I picked up eMarketing eXcellence, an "e-marketing essentials" book, at the library when all the For Dummies books had been checked out. It's thick and dense and seems a lot more impressive to carry around than a For Dummies book. Do the Singles Bar test: read a For Dummies book at the bar with a Bud Lite and see how much "play" you get. Then go to a different bar and whip out eMarketing eXcellence while drinking a cola. Not a Cuervo Black and cola, just a cola. You may find its sleek, impressive, six-figure-looking cover makes your "pLay" go up "eXponentially."

Just don't actually read it. It is written, not for human beings, but middle managers, who speak in the arcane language of Six Sigma and Dilbertese. A sample from the section on web site design:

Web site design presents a challenge few have mastered. We all have used web sites that provide us with what we are looking for, and many more that don't, but what makes some sites more appealing than others? This section looks at the purpose or objectives of web sites and then the key variables required to achieve web objectives. Clarifying the key objectives and purpose of the site helps to determine the functions and content of the site. [emphasis mine]
Satan writes like this in the Netherworld. Aren't "objectives" and "purpose" the same thing? Why write it twice? To bludgeon? Does word design too present a challenge few have mastered? Seriously, you could cut this paragraph down to about five words and still get the job done.

The authors try to jazz it up with lots of section headers and graphs and charts, but this cements its fall into the land of sad textbooks who spend Prom on the shelf, neither bought nor even checked out.

Who writes books like this? Who reads them? Actually, the question is, who buys them. The book's primary audience is not human beings who read something to learn. It's managers and workshop leaders who put the thing on a syllabus and force large groups of people to buy it, or even whole company departments. It's one of those awful college-level textbooks that not only feels like nobody's ever read it, but nobody actually wrote it either.
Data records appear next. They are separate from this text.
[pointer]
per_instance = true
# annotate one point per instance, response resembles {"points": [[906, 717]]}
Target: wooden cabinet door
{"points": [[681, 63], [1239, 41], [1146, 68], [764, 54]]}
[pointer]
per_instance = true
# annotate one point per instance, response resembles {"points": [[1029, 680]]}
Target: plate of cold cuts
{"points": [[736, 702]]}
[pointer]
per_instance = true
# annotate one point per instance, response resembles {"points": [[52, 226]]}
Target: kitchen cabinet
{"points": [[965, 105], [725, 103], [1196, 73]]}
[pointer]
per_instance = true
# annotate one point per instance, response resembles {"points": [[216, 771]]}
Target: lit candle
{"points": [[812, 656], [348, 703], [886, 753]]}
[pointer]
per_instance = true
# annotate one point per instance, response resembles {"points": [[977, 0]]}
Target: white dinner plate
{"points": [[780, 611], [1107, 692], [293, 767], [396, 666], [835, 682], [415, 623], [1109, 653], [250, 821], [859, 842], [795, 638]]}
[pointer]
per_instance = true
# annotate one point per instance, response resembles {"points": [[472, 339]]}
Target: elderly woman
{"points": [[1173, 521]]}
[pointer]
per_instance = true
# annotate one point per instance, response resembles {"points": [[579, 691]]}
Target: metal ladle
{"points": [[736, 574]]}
So if you are a middle manager or have to teach a workshop, I recommend it highly. You can skim the bullet lists and section headers and pretty quickly get the lingo down. Think of it as a phrasebook for marketing-speak.

IN SUM:

What did I learn from this book? How not to write a book. To learn about e-marketing ideas I can use, I guess I'll have to wait for those For Dummies books. Sorry, ladies.

Monday, January 14, 2008

MARKETING: Craigslist SEO

SEO is "Search Engine Optimization," and Craigslist is the quirky, uniquely Netty classifieds service. It reaches gazillions of people every 0.5 seconds and has a Google PageRank of like 1 or 2 so all the marketing gurus are freaking out about how to use it all the time. I've run across a number of blog posts claiming sneaky ways to get on it so your PageRank will explode and you'll become rich and sexy. Some guys even sell eBooks about how to do it.
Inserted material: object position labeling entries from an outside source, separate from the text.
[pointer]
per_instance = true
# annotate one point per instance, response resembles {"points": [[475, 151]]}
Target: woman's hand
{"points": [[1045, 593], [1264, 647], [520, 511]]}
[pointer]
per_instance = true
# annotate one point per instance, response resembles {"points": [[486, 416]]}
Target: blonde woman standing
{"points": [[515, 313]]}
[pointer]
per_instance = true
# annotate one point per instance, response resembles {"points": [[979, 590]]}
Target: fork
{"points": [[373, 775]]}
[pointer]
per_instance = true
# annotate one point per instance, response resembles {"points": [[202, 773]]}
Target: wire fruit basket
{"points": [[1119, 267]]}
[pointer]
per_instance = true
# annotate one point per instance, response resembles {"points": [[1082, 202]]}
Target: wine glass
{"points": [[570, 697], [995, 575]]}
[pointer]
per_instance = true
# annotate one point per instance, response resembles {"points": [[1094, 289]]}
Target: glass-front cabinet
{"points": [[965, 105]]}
But it doesn't want to be used for marketing. It's a free-for-all, but the people there have an idea of what it should be. They hate spammers, hate it when people try to screw with the system, and like it when it's just real people connecting with other real people to give away a musty couch or a lava lamp. It's not like getting 20 seconds free on ESPN.

Don't believe me? Browse the Best of Craigslist for ads selected by the users. My favorite? The one that summed it all up.

So, even though the SEO gurus say Craigslist is where it's at, think twice before diving in there. It's too much like showing up at a circus in admiralwear.

As a bonus, check this out, from the New York Times:

Craigslist Meets the Capitalists

If Craig has a cat, I bet it's not monetized at all!